Photo by Karsten Moran

Though increased diversity has not brought strife to Kingsbridge, once you move away from the commercial hub near West 231st Street and Broadway — with its bus stops, diners and coffee shops — topographical boundaries split the area into distinct sections that sometimes fall along racial and class lines that not everyone crosses.

“The socioeconomic thing, I think, is really about Broadway,” said Neill Bogan director of development at the Kingsbridge Heights Community Center, noting that the street runs between middle class and low-income neighborhoods.

For Mr. Segal, it also marks the division between different groups of immigrants.

“The old-time residents are on the east of Broadway and the farther east you go is kind of the new wave of immigrants,” he said.

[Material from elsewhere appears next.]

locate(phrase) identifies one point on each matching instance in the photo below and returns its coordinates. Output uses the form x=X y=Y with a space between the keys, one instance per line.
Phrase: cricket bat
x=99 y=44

To the west, on Corlear, Tibbett and Irwin avenues, are small homes along tree-lined streets. The area has been called Kingsdale by shop owners either hoping to cash in Riverdale’s allure or contesting its boundaries. Residents, too, can go either way, considering themselves proud residents of Kingsbridge, or outliers to Riverdale, according to Brad Trebach of Trebach Realty. Mr. Trebach is also the vice chairman of Community Board 8.

East of Broadway, alongside Bailey Avenue, is the Major Deegan Expressway, which would have more distinctly split the neighborhood were it not built beneath streets that now flow across it. It did, however, displace the Church of the Visitation and it brought more residents and taller buildings in order to accommodate them. Some of the new apartments were built with public money — Housing Authority projects and Mitchell Lama middle income towers among them. The buildings created an urban feel not found in much of Kingsbridge, apart from its commercial center.